The previous stage productions of Streetcar I have seen have been complicit with Blanche in at least initially trying to protect her from the judgment of the audience. In the Times, Jesse Green suggested that Rebecca Frecknall’s interpretation is a Streetcar “as if staged by Stanley.” When Mitch turns on a harsh light and sees that Blanche is older than he’d thought, the effect isn’t as shocking as it usually is because our view of Blanche before this has hardly been one softened by shadows and pastel colors. But, as clever as the phrase “as if staged by Stanley” is, if it were staged by him, wouldn’t there would be more sympathy for him? If we are less seduced by Patsy Ferran’s take on Blanche than we usually are (Vivien Leigh’s Blanche triggered rescue fantasies), Paul Mescal’s Stanley is more savage than most. It has to be conceded that Stanley has a case – he has what he sees as a happy home, with a passionate marriage, and a group of indulgent friends to blow off steam with. In comes Blanche to challenge his setup and to casually insult him with every other phrase. But Mescal’s Stanley does little to show us the boyish charm that usually disarms us a bit when we first encounter Stanley. Ferran and Mescal are both driven to have their ways. Of the two, I sympathize with Ferran’s Blanche more, but it’s hard to make a case for why anybody would welcome her into their home.

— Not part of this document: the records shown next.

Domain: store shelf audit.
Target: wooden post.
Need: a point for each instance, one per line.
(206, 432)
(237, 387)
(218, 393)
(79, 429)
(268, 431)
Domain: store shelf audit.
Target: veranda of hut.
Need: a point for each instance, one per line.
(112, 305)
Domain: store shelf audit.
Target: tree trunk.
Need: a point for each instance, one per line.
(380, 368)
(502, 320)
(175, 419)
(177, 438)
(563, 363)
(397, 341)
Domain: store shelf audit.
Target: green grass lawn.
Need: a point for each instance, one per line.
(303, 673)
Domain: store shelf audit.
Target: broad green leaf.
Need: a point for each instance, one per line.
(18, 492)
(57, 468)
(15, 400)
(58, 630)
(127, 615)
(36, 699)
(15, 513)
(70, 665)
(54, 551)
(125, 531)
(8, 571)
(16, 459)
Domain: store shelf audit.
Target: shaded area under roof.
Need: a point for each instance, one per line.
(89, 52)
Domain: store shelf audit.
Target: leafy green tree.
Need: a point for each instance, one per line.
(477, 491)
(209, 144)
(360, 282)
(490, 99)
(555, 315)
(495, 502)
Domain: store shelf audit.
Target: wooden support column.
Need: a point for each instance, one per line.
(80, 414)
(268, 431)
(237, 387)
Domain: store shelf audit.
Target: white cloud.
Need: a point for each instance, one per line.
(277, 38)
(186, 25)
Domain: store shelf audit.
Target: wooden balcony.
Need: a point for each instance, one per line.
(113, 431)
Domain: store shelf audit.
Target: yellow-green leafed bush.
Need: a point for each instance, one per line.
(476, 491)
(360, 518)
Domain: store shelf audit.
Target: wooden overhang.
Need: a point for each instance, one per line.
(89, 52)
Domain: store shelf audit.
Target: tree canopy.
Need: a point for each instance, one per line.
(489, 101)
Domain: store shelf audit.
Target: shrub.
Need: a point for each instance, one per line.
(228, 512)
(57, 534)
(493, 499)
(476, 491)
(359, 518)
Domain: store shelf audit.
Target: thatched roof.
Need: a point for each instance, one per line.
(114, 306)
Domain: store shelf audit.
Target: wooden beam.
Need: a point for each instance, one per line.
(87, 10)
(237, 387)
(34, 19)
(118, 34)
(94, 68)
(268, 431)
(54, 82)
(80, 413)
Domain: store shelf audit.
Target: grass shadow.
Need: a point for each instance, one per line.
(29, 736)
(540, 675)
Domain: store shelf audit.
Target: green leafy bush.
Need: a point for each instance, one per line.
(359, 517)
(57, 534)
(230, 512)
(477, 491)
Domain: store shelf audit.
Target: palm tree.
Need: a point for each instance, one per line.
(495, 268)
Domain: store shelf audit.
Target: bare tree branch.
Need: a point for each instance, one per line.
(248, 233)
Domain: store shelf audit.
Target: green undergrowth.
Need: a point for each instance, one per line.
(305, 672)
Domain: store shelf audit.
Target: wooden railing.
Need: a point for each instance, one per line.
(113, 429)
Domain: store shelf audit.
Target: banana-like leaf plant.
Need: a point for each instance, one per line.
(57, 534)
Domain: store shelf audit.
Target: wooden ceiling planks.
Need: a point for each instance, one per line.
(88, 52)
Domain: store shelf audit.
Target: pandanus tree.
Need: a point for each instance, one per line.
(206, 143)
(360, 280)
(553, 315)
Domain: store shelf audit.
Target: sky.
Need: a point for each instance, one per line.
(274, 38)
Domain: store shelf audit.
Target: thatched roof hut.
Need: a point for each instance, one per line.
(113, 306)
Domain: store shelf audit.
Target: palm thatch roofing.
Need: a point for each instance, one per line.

The one objection I have to both productions is the over-dependence on music. A drummer punctuates the key moments in Streetcar and electric instruments rumble underneath much of the second half of Cherry Orchard. In both cases, the audience is being cued as to how to respond. The productions are good enough not to need to goose us like that. I remember Steven Spielberg talking once about how Clint Eastwood as a director tends to use way less music in his films than he. And I remember thinking that, on this point, I was with Clint.

Sarah Snook won the Olivier award for best actress in 2024 for playing the title role (and all of the other roles) in an adaptation of Oscar Wilde’s novel The Picture of Dorian Gray, written and directed by Kip Williams. The production intends to be a dazzler and it is. Snook shifts characters, sometimes from line to line, and also plays with multiple pre-recorded images of herself gliding across the stage on moving screens. Running two hours, it requires extraordinary timing and stamina. The language is mostly Wilde’s, but the effect is markedly distinct from Wilde’s original. Wilde wrote a cautionary fable, one designed to make readers look into themselves (no matter how much Wilde pretended not to be concerned with moral issues in his work). Snook and Williams give us a high-spirited theatrical event, a celebration of the transformational ability of a star and the magic that can be accomplished if you have access to vast technical resources. The best passages of The Cherry Orchard and A Streetcar Named Desire celebrate restraint in the use of effects. This Dorian Gray overwhelms the audience with fireworks. I found much of it thrilling. I was also exhausted a good half hour before the show ended. If you have the opportunity to see it at a reasonable price, it’s well worth seeing. Whether you agree with what is being attempted, I expect you’ll be intrigued by it.